O Promotor de Justiça Humberto Lapa Ferri explica que a investigação do MPMS demonstrou que houve uma "transmutação indevida" de vínculos: trabalhadores que antes possuíam contratos temporários — cujos prazos estavam vencendo — foram ilegalmente convertidos em servidores comissionados no dia seguinte ao término dos contratos, apenas para manter os profissionais nas mesmas atividades sem a realização de concurso público.
Desvio de Finalidade Constitucional
O Ministério Público demonstrou no processo que as atribuições reais desses servidores na Agesul envolviam atividades como fiscalização de obras e atesto de medições; análise de projetos, contratos e planilhas orçamentárias; e realização de cotações com fornecedores e suporte técnico em licitações.
Na sentença, o juiz Ariovaldo Nantes Corrêa reforçou o entendimento firmado pelo Supremo Tribunal Federal (STF), destacando que cargos em comissão são exceções e destinam-se estritamente às funções de direção, chefia e assessoramento que exijam relação de confiança pessoal.
"As funções desempenhadas pelos servidores comissionados indicados na inicial não são, de fato, de direção, chefia ou assessoramento, mas sim atividades técnicas que poderiam ser organizadas em carreira de servidor público com formação em engenharia ou arquitetura", apontou o magistrado.
Além disso, a ausência de um vínculo de lealdade e a falta de descrição clara e detalhada das atribuições na legislação que instituiu os cargos reforçaram a ilegalidade do arranjo administrativo.
Durante o trâmite processual, a Agesul tentou justificar a ausência de concurso público alegando ter ultrapassado o limite prudencial de gastos com pessoal previsto na Lei de Responsabilidade Fiscal (LRF). O argumento, contudo, foi rebatido pela Justiça, uma vez que a substituição de comissionados por concursados gera basicamente as mesmas despesas públicas, bastando que o Estado compense os custos extinguindo os cargos em comissão que ficarão vagos.

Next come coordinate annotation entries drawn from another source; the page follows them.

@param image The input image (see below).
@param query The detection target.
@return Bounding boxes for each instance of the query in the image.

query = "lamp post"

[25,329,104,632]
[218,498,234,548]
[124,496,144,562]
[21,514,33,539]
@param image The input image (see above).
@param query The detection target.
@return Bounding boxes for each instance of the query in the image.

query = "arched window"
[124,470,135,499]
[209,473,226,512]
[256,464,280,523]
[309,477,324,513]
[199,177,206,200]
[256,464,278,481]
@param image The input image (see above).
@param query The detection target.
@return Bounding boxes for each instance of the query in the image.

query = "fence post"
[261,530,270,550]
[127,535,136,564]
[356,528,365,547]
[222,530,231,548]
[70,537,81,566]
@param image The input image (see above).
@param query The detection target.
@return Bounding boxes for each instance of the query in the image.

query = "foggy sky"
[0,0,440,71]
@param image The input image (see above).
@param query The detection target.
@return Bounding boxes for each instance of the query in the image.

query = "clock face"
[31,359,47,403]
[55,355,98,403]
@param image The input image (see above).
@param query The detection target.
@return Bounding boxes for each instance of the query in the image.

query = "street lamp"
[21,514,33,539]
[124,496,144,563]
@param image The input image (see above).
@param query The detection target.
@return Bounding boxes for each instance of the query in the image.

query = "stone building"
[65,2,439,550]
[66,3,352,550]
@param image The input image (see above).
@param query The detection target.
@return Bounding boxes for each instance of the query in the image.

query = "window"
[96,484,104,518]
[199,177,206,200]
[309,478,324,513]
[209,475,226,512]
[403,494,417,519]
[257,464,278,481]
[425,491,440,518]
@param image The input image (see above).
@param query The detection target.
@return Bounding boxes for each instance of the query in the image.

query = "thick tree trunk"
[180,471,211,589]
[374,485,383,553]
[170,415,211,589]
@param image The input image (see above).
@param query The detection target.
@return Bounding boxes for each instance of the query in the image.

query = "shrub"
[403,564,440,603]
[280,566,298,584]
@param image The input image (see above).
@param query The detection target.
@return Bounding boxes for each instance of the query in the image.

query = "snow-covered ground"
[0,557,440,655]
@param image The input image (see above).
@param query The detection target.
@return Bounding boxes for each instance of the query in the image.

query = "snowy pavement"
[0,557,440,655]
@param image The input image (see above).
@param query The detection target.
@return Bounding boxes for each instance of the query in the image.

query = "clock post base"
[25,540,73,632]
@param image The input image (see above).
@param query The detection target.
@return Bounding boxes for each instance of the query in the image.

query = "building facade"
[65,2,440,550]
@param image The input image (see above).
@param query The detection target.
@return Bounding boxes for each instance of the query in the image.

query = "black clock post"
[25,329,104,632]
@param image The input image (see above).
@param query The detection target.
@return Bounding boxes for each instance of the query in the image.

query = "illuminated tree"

Para garantir que o atendimento à população e o andamento das obras do Estado não sejam prejudicados, a decisão judicial determinou que os atuais servidores comissionados sejam mantidos em suas funções apenas até a finalização do concurso público. Uma vez homologado o certame dentro do prazo estipulado de 12 meses, as exonerações e as devidas posses dos novos servidores efetivos deverão ser formalizadas.
O descumprimento das obrigações de fazer fixadas na sentença ensejará a aplicação de multa diária no valor de R$ 5.000,00 para cada um dos requeridos (Estado e Agesul), limitada ao teto de R$ 500.000,00. Da decisão, ainda cabe recurso.